Page 28 of The King of Attolia


  “You changed Costis’s opinion in order to change mine? And why does my opinion matter so much?” Teleus asked. “You could have replaced me.”

  The king shrugged. “I want the Queen to reduce the Guard, and she said she will when I have asked you and you have agreed. So. May I reduce the Guard?”

  “It is your decision. You are king.”

  “That is the question, Teleus. Am I king? Don’t tell me that I have been anointed by priest and priestess or that this baron or that one has whispered meaningless sacred oaths at my ankles. Tell me, am I king?”

  Teleus didn’t pretend not to understand. “Yes, Your Majesty.”

  “Then I may reduce the Guard?”

  “Yes, Your Majesty.”

  “Thank you.” The king started to stand.

  “Although you didn’t win that match.”

  The king settled back down onto the bench. He eyed Teleus balefully.

  “You never give up, do you? What is that supposed to mean?”

  “It was your wager, Your Majesty,” Teleus pointed out. “If Laecdomon won the match, you wouldn’t reduce the Guard.”

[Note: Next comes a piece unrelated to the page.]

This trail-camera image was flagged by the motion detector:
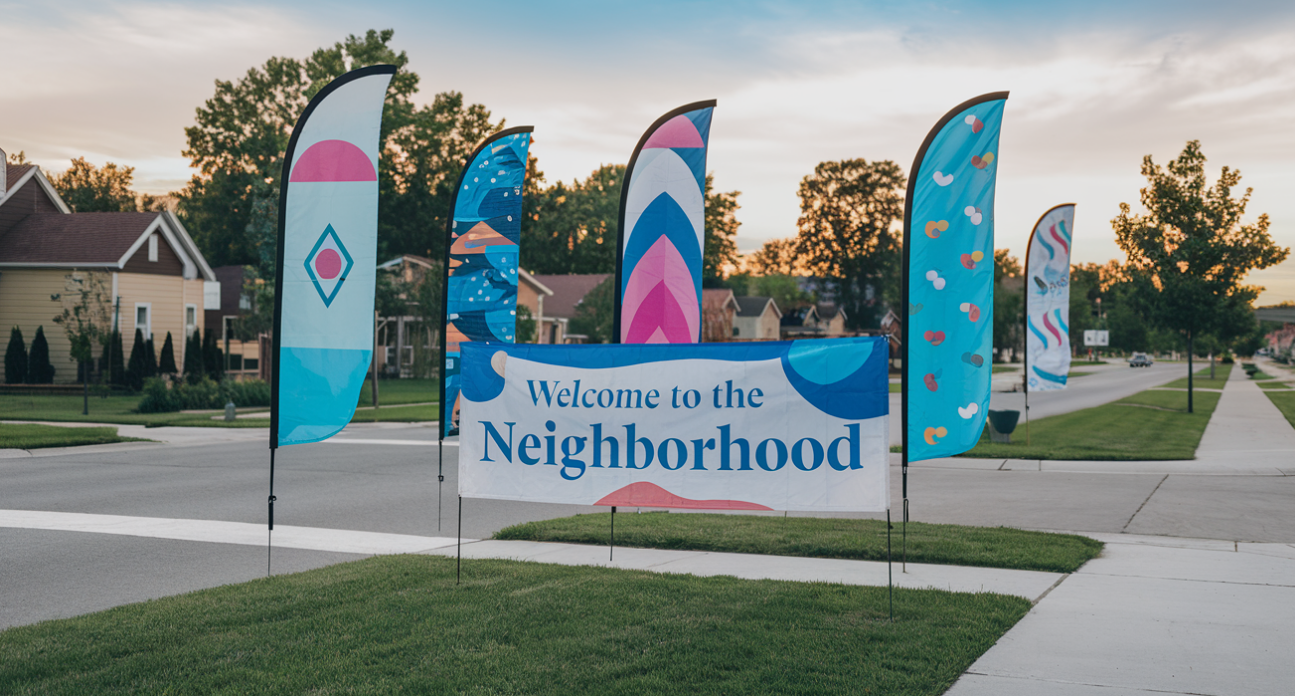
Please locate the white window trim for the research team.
[132,302,153,341]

  “In Eddis, a match runs until the first blow is struck.”

  “In Attolia, also.”

  “Well, I struck the first blow.”

  Teleus crossed his arms. “The object of the match is to practice swordplay, Your Majesty, not party tricks. A move that cannot be done with a sword is inadmissible.”

  “You are splitting hairs. You must have been talking to Relius, or was it Ornon?”

  Teleus was obdurate. “You could not take a real sword out of a man’s grip, not with your bare hand.”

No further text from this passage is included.